Looking for an alternative to the Alternative for Germany

The right-wing and populist Alternative for Germany (AfD) gained 12.6% of the votes in Germany’s federal election, but much of the party’s euphoria evaporated within a day.

Frauke Petry, the AfD’s co-leader, surprised both party members and the public by announcing that she wouldn’t be a part of the AfD’s parliamentary team. Instead, she’d resign from the party and become an independent MP in the Bundestag.

Petry follows the path of her predecessor, Bernd Lucke, a founder of the initially anti-Euro party, who was voted out of the job two years ago. He’d tried to keep the party on a centre-right course, preventing it from drifting further right. After losing support, he left the AfD with some close allies and founded a new party.

Petry is taking similar steps. She’d tried to steer the AfD on a realpolitik course, aiming to prepare it to participate in a future coalition. But that option appeared to have vanished as the tone of leading AfD figures became more radical and racist tendencies emerged. Deputy national chair and co-chair of the Berlin branch, Beatrix von Storch, supported the use of firearms against refugees approaching the border (though she later backpedalled  on the issue). Björn Höcke, head of the AfD in Thuringia, gave a highly controversial speech in Dresden calling into question Germany’s commemorative culture regarding the Holocaust and World War II, and Alexander Gauland, a founding member of the AfD and leading candidate for the elections, urged his countrymen to be proud of the achievements of German soldiers during both world wars.
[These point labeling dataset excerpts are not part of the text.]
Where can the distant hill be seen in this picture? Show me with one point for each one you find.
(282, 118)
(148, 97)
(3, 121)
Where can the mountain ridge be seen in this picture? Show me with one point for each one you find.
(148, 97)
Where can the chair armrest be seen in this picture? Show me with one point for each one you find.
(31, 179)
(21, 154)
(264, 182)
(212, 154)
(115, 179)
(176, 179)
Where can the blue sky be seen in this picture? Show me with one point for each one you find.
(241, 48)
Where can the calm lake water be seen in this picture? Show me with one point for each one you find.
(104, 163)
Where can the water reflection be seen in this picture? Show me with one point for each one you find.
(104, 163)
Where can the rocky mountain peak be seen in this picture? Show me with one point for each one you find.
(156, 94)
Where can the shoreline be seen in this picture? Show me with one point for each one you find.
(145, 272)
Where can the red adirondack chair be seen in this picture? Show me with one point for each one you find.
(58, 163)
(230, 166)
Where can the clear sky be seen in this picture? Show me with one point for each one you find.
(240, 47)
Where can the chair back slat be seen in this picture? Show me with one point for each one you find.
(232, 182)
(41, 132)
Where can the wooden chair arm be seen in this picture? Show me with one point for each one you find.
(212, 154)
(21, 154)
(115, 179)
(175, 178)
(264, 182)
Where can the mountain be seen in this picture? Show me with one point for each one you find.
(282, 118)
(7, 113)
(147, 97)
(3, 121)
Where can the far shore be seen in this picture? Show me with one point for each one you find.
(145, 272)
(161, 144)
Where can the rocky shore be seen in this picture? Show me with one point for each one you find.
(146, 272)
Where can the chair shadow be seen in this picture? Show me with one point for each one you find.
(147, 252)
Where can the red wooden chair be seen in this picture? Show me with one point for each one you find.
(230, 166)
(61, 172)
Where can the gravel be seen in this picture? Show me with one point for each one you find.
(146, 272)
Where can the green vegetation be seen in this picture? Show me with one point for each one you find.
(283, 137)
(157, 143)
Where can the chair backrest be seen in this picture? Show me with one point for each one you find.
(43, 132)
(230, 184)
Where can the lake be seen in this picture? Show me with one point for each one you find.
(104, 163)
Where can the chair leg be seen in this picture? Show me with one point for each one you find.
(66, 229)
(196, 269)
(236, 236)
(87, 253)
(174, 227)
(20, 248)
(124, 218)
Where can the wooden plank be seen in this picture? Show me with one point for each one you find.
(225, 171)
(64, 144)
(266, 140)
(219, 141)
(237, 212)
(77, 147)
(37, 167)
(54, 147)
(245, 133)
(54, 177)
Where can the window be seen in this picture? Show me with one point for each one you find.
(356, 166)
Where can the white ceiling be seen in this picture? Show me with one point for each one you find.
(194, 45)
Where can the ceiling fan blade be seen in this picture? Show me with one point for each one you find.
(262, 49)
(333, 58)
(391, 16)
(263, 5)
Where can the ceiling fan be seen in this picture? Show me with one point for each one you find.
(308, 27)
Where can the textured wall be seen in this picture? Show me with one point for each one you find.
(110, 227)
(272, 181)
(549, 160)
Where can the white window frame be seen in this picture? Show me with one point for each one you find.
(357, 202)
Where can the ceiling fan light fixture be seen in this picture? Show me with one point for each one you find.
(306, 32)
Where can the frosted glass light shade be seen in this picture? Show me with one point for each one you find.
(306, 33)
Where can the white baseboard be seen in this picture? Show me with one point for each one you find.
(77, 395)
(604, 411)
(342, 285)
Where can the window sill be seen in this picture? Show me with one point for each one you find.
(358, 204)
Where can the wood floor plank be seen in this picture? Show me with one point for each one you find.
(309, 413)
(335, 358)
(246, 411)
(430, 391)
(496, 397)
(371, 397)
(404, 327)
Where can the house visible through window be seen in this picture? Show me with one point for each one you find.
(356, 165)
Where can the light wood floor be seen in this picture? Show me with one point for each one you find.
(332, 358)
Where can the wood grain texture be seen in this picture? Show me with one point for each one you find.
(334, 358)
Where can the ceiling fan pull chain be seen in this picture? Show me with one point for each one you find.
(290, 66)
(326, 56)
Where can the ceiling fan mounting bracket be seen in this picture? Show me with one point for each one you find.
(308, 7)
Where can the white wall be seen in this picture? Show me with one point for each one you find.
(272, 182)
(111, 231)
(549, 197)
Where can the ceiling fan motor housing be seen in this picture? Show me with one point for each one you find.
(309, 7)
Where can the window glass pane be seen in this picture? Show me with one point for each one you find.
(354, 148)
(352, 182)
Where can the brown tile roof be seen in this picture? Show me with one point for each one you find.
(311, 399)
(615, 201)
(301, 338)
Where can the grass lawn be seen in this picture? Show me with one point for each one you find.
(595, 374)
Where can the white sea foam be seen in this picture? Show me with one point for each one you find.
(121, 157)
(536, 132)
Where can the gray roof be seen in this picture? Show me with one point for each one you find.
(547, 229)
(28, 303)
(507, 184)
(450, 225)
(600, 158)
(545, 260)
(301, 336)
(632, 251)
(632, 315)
These more radical members weren’t amused by Petry’s attempts to control the party’s direction and her solo decisions, such as launching a bid to expel Höcke from the party. They claimed Petry’s behaviour was authoritarian. (Without Petry, the expulsion process has petered out.) The cracks in her leadership became obvious during a party convention in April 2017, when members refused to declare allegiance to her and ignored her proposal for a new party strategy. Soon after that, she announced that she wouldn’t serve as lead candidate for the elections.

Some speculate that Petry had planned to quit for a long time and delayed her resignation until after the elections to avoid harming ‘her’ party’s prospects. Now she’s launching a new party, as Lucke did before her. The new Blue Party will espouse a blend of conservative and liberal policies. Petry’s husband and former head of the North Rhine–Westphalia AfD, Marcus Pretzell, said that the policies of Angela Merkel’s Christian Democratic Union (CDU) should be replaced across the nation with the views of its more conservative Bavarian sister party, the Christian Social Union. He suggested that Emmanuel Macron’s French movement, En Marche!, could serve as a model.

Other party members in Mecklenburg–Western Pomerania, Thuringia, Saxony–Anhalt, Berlin, Brandenburg, Hamburg and Bremen have announced their intention to leave parliamentary working groups (teams of like-minded MPs who decide on specific policies), or to resign from the party altogether. Those leaving usually cite ‘unbridgeable ideological and political differences’, but that doesn’t mean they’ve abandoned the ultra-right path.

So, is the AfD’s proclaimed wave of change collapsing? It’s important to acknowledge that despite a handful of members leaving working groups or the party itself, a mass exodus hasn’t occurred—yet. The AfD has entered 13 state parliaments since 2013, and now the Bundestag. In several electoral districts, it received more than 30% of the votes, mainly in former East German territory. Some of the party’s leaders are now attempting to soften their rhetoric. In a speech on 3 October, German Unification Day, von Storch stated that the AfD could only be successful if it had a national-conservative and a civil-liberal wing. She stressed that the AfD acknowledged Germany’s historical responsibility and would support close cooperation with Israel and said there was no room for right-wing-extremism or anti-Semitism in the party. Nevertheless, out of the 92 seats held by the AfD (excluding those held by Petry and Mario Mieruch, who announced on 4 October that he was leaving the parliamentary working group), many are occupied by members who hold extreme-right views.

The AfD has planned a convention for early December, and more decisions are expected on the leadership and direction of the party. Meanwhile, Petry’s new Blue Party rides a similar wave to the AfD, with its focus on immigration, national and border security, and anti-Muslim rhetoric. It hopes to attract voters from the AfD, CDU and the liberal Free Democratic Party.

However, neither the AfD nor the Blue Party is an alternative for Germany, and established parties need to consider their own failings, which have driven many voters to turn to populists and neo-Nazi-like movements in recent years. Mandatory political education and increased dialogue with citizens could be first steps, not only in Germany but in all nations dealing with similar trends.